After years of losses, Chinese manufacturer Xpeng finally posted a green first quarter. Between price wars and the end of aid, this fragile respite could quickly close.
On paper, it ticked all the boxes of the manufacturer condemned to burn cash for years. Ultra competitive market, price war, massive investments in technology: the Chinese Xpengspecialist in
electric carhas long lost money in each financial year. And yet, at the turn of 2026, a line has finally changed color on its accounts.
After years in the red, the brand has just reached a symbolic milestone: for the first time since its creation,
it announces a profitable quarter. A turnaround based on a surge in sales, better cost control and new revenues in services and technology, but which remains very exposed to the Chinese economic climate. And there, when we look closely at the figures and forecasts for 2026, the balance seems much less comfortable than it appears at first glance.
Xpeng goes green: a first historic net profit
The turning point occurred in the fourth quarter of 2025. Over this period, Xpeng released a net profit 380 million yuan, or around 48 million eurosaccording to its financial results. A year earlier, in the fourth quarter of 2024, the same manufacturer still posted a loss of 1.33 billion yuan, the equivalent of 167 million euros. The contrast is spectacular.
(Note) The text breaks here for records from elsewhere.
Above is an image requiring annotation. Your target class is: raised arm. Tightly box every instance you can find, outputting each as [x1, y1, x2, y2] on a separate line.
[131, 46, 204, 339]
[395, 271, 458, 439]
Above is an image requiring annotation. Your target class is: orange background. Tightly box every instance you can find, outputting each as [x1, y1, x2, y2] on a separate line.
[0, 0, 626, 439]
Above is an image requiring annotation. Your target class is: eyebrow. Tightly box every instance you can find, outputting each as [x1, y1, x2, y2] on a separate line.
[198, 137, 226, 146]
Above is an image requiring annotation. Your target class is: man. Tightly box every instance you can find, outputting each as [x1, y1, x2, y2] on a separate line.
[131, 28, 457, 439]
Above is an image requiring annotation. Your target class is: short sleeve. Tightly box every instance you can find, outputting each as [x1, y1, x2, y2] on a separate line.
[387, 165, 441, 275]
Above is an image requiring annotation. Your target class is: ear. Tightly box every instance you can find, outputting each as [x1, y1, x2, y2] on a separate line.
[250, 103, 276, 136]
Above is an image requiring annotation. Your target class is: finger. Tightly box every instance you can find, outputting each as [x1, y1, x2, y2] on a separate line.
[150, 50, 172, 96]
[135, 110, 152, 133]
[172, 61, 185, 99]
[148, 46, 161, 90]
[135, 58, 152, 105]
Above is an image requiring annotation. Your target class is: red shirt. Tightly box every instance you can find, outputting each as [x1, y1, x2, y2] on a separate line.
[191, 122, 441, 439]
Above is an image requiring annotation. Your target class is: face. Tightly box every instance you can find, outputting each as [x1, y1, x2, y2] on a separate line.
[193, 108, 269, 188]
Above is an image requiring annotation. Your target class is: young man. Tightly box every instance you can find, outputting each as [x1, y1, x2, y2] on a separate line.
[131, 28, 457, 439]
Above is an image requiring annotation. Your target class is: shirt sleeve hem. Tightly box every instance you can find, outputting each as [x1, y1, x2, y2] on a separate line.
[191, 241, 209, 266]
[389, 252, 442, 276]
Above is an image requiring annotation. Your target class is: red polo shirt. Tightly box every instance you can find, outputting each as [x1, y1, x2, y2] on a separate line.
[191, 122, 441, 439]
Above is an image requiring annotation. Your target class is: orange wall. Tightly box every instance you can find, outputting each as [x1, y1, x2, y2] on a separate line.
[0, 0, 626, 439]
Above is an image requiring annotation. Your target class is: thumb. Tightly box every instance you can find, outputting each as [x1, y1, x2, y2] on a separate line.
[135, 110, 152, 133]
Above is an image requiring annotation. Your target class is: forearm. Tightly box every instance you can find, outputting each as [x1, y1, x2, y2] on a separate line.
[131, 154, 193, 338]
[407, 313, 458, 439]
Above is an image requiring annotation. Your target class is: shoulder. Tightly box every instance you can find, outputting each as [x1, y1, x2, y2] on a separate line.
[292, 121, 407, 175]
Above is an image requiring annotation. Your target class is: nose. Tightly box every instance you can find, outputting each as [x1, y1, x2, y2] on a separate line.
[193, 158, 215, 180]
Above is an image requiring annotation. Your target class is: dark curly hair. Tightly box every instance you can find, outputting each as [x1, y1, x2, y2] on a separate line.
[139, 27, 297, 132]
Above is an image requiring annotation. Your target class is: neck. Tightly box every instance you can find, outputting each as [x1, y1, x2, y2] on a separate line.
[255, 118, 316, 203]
This shift is based on a clear improvement in profitability. The gross margin reached 21.3% in the fourth quarter of 2025, up significantly year-on-year. At the same time, deliveries have exploded: from 141,601 vehicles in 2023 to 429,445 in 2025, an increase of 203%. Over the whole of 2025, turnover jumped by almost 90% compared to 2024. The company, however, remains in deficit for the year: the net loss is limited to 1.14 billion yuan, approximately 143 million euros, compared to 5.79 billion yuan, or 728 million euros, in 2024. The trajectory therefore remains negative, but the loss has been divided by more than four in one year, a pace of recovery rarely seen in the sector.
Profitability still fragile, under pressure in China and Europe
Behind this spectacular rise, several levers appear in the accounts. The explosion in volumes allows for economies of scale and better utilization of factories, which reduces the unit cost of cars. The brand is also talking about a more aggressive pricing strategy on its domestic market, facing intense local competition. Added to this are efforts on industrial costs and the rise of ancillary activities, such as services and technology. Revenues linked to these services, but also to technological licenses granted to other manufacturers, increased significantly in 2025.
According to public data, licensing agreements have already generated more than 1.7 billion yuan in revenue, or around 215 million euros, over the year. Enough to attract the attention of partners like Volkswagen, with whom Xpeng has signed an industrial partnership. The Jefferies bank, cited by Investing.com, did not hesitate to describe Xpeng as the bank’s “preferred manufacturer”.
2026 prospects under pressure despite an offensive in Europe
For 2026, the picture is much less linear. In China, the end of certain public subsidies for electric vehicles is weighing on demand. The price war between local players compresses margins, even for those who are just starting to taste profitability.
Xpeng is targeting between 61,000 and 66,000 deliveries in the first quarter of 2026, which would represent a drop of around 30% compared to the same period a year earlier. A decline which reminds us to the extent to which the financial balance just achieved can quickly be called into question if volumes decline or if discounts multiply.
In Europe, however, the brand is advancing its pawns. Models destined for our continent are assembled at Magna Steyr in Graz, Austria, which avoids European customs duties. In France, Xpeng has already relied on a network of around 70 dealerships in 2025, for just over 3,300 registrations and an average network profitability close to 0.5%. The stated objective is to reach around a hundred points of sale and around 6,000 registrations in 2026. For French motorists, this translates into an additional offer of electric SUVs and sedans, with prices that are often aggressive compared to historic brands, in a context where each new profitable player makes the competition even keener.